A cura del Dott. Pierpaolo Piras, membro del Comitato per lo Sviluppo di Mondo Internazionale APS

Il cancelliere federale tedesco , Olaf Scholz, ha definito l’Europa come ad “un punto di svolta”. Una frase breve, ma ricca di significati diversi e destinata a rimanere a lungo nella memoria degli europei. In effetti, non si può dargli torto: il colpo di grazia è stato inferto dalla guerra provocata di aggressione della Federazione Russa contro la repubblica dell’Ucraina. Storicamente è chiaro che si è conclusa un’era - quella seguita dopo il termine della Seconda guerra mondiale - per aprirne traumaticamente un’altra totalmente nuova e non meno tragica.

Nuove potenze sono comparse nel panorama politico mondiale, tra le quali, in primis, va elencata la Cina Popolare col suo successo in campo economico e l’assertività nelle relazioni all’interno della sua società ed in politica internazionale.

Il decorso storico

La semplificazione del quadro politico internazionale emerso dal secondo conflitto mondiale è stata sostituita oggi da un mondo multipolare con numerosi protagonisti che aspirano a competere per ricoprire un ruolo maggiore nell’ambito del potere mondiale oppure più semplicemente di qualche importante teatro regionale.

Da parte sua, la Germania, tramite del governo di Scholz, insieme alla maggioranza degli altri componenti della Unione Europea, sta promuovendo un ordine internazionale basato sul dettato della Carta fondativa delle Nazioni Unite.

Tutti sono consapevoli che i principi come la sicurezza e la prosperità economico-sociale dipendono dal vincolo nel quale è articolato il potere politico e legislativo in sintonia o meno con la bontà e validità delle regole condivise.

Ecco perché i tedeschi, per esempio, dopo la tragica esperienza storica del Nazismo, sono intenzionati a diventare uno dei principali garanti della sicurezza europea - che gli alleati si aspettano che siamo – e un sostenitore di soluzioni multilaterali nei confronti dei problemi globali. Questa è una delle linee dominanti della politica internazionale della UE : quella di navigare con successo nelle inaspettate fratture geopolitiche del nostro tempo, secondo l’esperienza di questi ultimi anni.

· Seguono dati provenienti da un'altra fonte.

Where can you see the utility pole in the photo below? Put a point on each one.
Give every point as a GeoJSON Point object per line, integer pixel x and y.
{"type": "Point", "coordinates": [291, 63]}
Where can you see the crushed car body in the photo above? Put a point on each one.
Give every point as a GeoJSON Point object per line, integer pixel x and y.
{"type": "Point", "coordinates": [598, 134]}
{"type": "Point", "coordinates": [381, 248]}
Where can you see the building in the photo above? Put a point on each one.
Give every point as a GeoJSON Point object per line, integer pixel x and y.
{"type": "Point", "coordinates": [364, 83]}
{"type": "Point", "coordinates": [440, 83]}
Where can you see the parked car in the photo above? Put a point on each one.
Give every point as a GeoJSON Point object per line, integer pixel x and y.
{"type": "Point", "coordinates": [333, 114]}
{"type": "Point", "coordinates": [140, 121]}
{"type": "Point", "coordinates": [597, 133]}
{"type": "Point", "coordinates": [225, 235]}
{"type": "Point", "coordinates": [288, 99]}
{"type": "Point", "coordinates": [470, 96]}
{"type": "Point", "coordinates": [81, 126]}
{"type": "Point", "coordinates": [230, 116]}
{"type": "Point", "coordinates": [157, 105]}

La domanda centrale e cruciale che gli europei si pongono è la seguente: come possiamo, come Unione Europea, rimanere attori indipendenti in un mondo che però è divenuto sempre più multipolare?

L’Unione Europea (UE) è nelle condizioni di poter aiutare a difendere l'ordine internazionale basato sulle regole senza soccombere alla visione fatalistica – purtroppo presente in alcuni associati - secondo cui il mondo è condannato a dividersi ancora una volta in blocchi concorrenti, quando non avversari.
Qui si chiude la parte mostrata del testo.